Friedrich Achleiter: Österreichische Architektur im 20. Jahrhundert III/3 Wien 19.-23. Bezirk. Herausgegeben vom Architekturzentrum Wien im Residenz-Verlag St. Pölten - Salzburg 2010. 500 S., illustriert, € 49,90

Die schlechte Nachricht: Der 4. Band von "Österreichische Architektur im 20. Jahrhundert" über Niederösterreich wird nicht realisiert. Die gute Nachricht: Band III/3 "Wien 19. - 23. Bezirk" ist, fast 500 Seiten stark, jetzt erschienen. Die Idee zu diesem "Monsterprojekt " hatte der damals 35-jährige Friedrich Achleiter anno 1965. Der jüngste Band kam nach seinem 80. Geburtstag. Ziel des Architekten, Schriftstellers und Architekturkritikers, war es, einen handlichen Führer der charakteristischen Bausubstanz des 20. Jahrhunderts zu schreiben. Als Zeitrahmen setzte er sich seinerzeit drei Jahre. Friedrich Achleitner, Mitglied der legendären "Wiener Gruppe" (H.C. Artmann, Konrad Bayer, Gerhard Rühm, Oswald Wiener), studierte Architektur an der Akademie der bildenden Künste in Wien, wo er bis 1998 an der Hochschule für angewandte Kunst als Professor für Geschichte und Theorie der Architektur tätig war.

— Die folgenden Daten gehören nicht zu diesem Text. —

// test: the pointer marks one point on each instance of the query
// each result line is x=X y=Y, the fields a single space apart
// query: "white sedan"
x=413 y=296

Seine Führer behandeln Architektur im weitesten Sinne, das heißt auch Bauten des alltäglichen Bedarfs, Einfamilienhäuser, Fabriken oder Brücken. Das heißt aber auch, dass es nicht nur um Technik, Stile oder Kunstgeschichte geht, sondern auch um kultur- und sozialhistorische Aspekte. Aus dieser Motivation heraus kann sich der Architekturführer nicht nur mit Besonderem und Erlesenem beschäftigen, sondern ebenso mit Typischem und Allgemeinem. Aufgrund der geographisch und thematisch gereihten Objektliste findet man Informationen über Ort und Zeit, Bauherren, Entwerfer und Ausführende. Eine weitere Gliederung bilden Kategorien wie Bauten für Verwaltung und Büro, Religion, Heilung, städtische Häuser, Sozialer Wohnbau, Verkehr usw. So lernt man, auch an Hand zahlreicher Abbildungen die moderen Gebäude in Döbling, in der Brigittenau, in Floridsdorf, in der Donaustadt und in Liesing kennen. Wobei zu bedenken ist, dass jeder Bezirk so gross ist wie anderswo eine Landeshauptstadt. "Für die Auswahl der Objekte ist ausschließlich der Autor verantwortlich", schreibt Achleitner, der 1981 mit dieser Arbeit zum Dr. techn. promovierte. Auch die Wertung erfolgte subjektiv und pointiert, aus der Feder des Architekturkritikers. Von einfacher listenmäßiger Erfassung bis zu mehrseitiger, illustrierter Darstellung ist alles vertreten. Den Beginn jedes der fünf großen Kapitel bildet eine 2-seitige Charakterisierung des Bezirks - die in ihrer Struktur sehr unterschiedlich sind.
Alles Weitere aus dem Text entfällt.